The main point I am making is that natural language is precisely not a complex encryption of reality. As the later Wittgenstein showed us, natural language is a congeries of very different language games used in different ways, for different purposes that go far beyond literal description. As Lakoff and Johnson show us, the distorting lenses of metaphor are inexpungible from our use of natural language. If we think we can eliminate all of the "distortions" of metaphor (actually they are enhancements), then, like the early Wittgenstein, we're on a fool's errand.

4. Beware the Holy Grail

Now for my fourth and last argument against pursuing the holy grail of natural language translation. Let me state it as concisely as I can, then unpack it.
The closer we get to workable, usable natural language translation programs — and they are getting better, month by month, year by year — the higher our confidence in them will become; the higher our confidence, the greater our dependence; and the greater our dependence, the bigger the screw-ups when they fail. And for the first three reasons I've given, fail they will, sooner or later.

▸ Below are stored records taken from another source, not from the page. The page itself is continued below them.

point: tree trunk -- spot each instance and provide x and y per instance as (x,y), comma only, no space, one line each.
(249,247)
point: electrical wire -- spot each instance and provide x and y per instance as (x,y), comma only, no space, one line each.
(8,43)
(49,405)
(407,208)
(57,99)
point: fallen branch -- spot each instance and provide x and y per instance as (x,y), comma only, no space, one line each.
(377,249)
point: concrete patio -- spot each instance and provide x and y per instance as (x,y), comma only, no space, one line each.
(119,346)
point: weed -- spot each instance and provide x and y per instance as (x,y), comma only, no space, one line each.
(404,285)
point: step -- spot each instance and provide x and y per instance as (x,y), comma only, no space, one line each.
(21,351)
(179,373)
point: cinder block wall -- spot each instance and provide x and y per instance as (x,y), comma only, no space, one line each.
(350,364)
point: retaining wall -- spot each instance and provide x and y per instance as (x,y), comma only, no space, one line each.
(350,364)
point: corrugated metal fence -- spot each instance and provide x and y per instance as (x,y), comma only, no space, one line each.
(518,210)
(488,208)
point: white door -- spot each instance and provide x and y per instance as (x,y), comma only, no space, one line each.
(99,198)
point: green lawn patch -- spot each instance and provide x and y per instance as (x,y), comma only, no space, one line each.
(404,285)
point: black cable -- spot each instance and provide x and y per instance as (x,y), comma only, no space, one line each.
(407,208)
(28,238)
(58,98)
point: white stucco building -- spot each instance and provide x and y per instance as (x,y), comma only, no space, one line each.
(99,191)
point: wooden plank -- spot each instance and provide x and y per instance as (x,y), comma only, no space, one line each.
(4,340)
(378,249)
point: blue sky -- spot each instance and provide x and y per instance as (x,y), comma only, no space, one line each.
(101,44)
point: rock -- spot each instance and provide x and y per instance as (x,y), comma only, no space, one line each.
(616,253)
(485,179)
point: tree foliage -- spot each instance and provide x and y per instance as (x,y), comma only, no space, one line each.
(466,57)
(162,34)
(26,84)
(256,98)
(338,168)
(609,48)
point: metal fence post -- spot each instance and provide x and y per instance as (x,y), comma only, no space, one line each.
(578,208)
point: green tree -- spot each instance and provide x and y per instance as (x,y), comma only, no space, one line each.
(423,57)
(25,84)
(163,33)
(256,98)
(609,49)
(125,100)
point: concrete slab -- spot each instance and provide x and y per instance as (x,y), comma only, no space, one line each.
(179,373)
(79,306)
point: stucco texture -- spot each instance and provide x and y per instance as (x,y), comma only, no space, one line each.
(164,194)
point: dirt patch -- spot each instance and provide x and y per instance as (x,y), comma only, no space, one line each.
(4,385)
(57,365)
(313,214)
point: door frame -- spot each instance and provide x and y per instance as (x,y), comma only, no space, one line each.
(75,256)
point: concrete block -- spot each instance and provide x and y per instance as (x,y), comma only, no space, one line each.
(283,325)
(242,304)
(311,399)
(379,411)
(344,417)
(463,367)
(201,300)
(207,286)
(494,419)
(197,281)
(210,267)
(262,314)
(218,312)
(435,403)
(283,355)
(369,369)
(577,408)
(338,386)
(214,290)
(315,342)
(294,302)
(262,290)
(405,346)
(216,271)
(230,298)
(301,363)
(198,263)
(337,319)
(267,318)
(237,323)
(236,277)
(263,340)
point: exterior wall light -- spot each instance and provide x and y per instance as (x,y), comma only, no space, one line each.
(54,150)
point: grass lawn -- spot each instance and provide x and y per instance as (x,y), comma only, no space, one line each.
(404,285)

Twenty years ago, we placed relatively little faith in the ability of our translation programs, whether from Japanese to English, or from handwriting to the English alphabet via Apple's NewtonSome may recall the joke, "How many Newtons does it take to change a light bulb?" The punch line, "three elephants and a rhinoceros!" pointed out that Newton failed to register, that is, translate, the question, much less come up with the right answer.
These days, the programming of hand-held touch screens has significantly improved. So have natural language translation programs, not only from spoken English to printed English via voice input systems, but also from many languages to English and vice versa via natural language translation programs. Translation devices are available on mobile apps, and once you've adjusted your settings appropriately, Google will automatically translate any foreign language site you pull up. The progress is real, no doubt about it. And it will continue as enough epicycles are recursively added to correct past mistakes.
But my argument is that the progress is intrinsically and necessarily asymptotic to perfection — a great word from mathematics meaning something like, "approaching ever more closely, but never quite getting there." It sounds almost like the unbearable elusiveness of orgasm in Tantra.
Natural language translation will never be perfect, any more than a map can be a perfect representation of a territory. But the closer we get to perfection, the more we will expect from our natural translation programs. And the more we expect, the greater our disappointments will be when they do eventually fail, as they must.
I fully expect natural language translation programs to be available for ordering meals in French restaurants where those arrogant French refuse to speak English, even if they know how.
I fully expect natural language translation programs to be adequate for many simple tasks, from asking for directions to the nearest hospital to translating anatomical descriptions of animals.
But if we ever get so confident in our natural language translation programs that we make the mistake of depending on them to conduct high-level diplomacy, or conduct a courtship, or translate poetry, or conduct business, or provide intelligence, then we are in for some big disappointments.
We know that various three-letter agencies are using Google Translate. We fear that unfortunate errors could occur. On a less cosmic scale, a friend writes just the other day: "And lo — the mistakes do slip past us because our dependency and 'techno-trust' set in so rapidly. How many times have we hit the 'send' button, only to realize nanoseconds too late that we just told Mom to do something obscene?"